The Environmental Protection Agency revealed Friday that Volkswagen deliberately installed software in several models of its diesel cars that caused them to produce fewer harmful emissions when the cars went in for testing. Under the Clean Air Act, cars are required to meet minimum emissions standards, reducing the amount of smog-causing pollutants like nitrogen oxide (NOx) released into the atmosphere. NOx can cause smog and acid rain.

Volkswagen billed their cars as burning clean diesel but the EPA found that several models of cars (2009-2015) contained a ‘defeat device.’ The device is actually software installed in several cars including Jettas, Beetles, Golfs, and Audis. When the car detects that it is in the shop for emissions testing, the device kicks in, and the car suddenly produces emissions in line with federal and state regulations. But on the road, where the cars aren’t typically being monitored, they can produce NOx emissions between 10 and 40 times higher than the EPA’s limit.

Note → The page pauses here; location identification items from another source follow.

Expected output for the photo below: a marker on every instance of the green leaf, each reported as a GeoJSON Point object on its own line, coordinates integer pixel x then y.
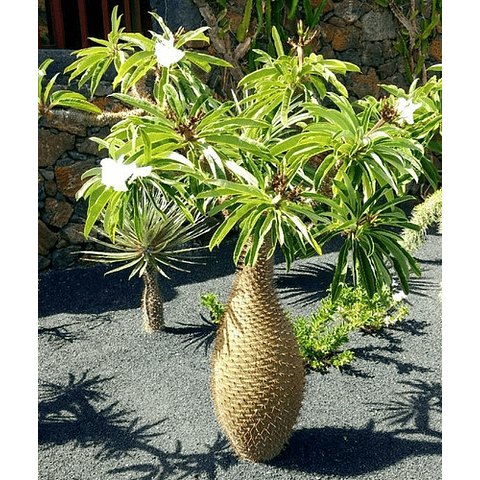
{"type": "Point", "coordinates": [285, 107]}
{"type": "Point", "coordinates": [136, 59]}
{"type": "Point", "coordinates": [139, 103]}
{"type": "Point", "coordinates": [193, 35]}
{"type": "Point", "coordinates": [228, 224]}
{"type": "Point", "coordinates": [241, 172]}
{"type": "Point", "coordinates": [277, 42]}
{"type": "Point", "coordinates": [95, 208]}
{"type": "Point", "coordinates": [203, 60]}
{"type": "Point", "coordinates": [340, 270]}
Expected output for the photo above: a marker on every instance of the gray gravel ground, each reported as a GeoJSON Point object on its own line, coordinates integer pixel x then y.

“Using a defeat device in cars to evade clean air standards is illegal and a threat to public health,” said Cynthia Giles, Assistant Administrator for the Office of Enforcement and Compliance Assurance said in a statement. “Working closely with the California Air Resources Board, EPA is committed to making sure that all automakers play by the same rules. EPA will continue to investigate these very serious matters.”

Instead of looking forward to an earnings bump spurred by a new car, the company’s stock dropped by 23 percent today.

Executives from the company are staying away from the Passat event in Brooklyn. But hiding isn’t going to help. The company’s president has already apologized, and VW has promised to stop selling recalled cars in the United States. But other governments, including Germany are taking a closer look into VW’s practices. If the company has violated environmental regulations in other countries, it could be in line for a world of trouble. And here in the United States, Volkswagen is looking at an $18 billion fine.

Whether or not the company ends up paying the fine, it is required to recall and repair 500,000 cars.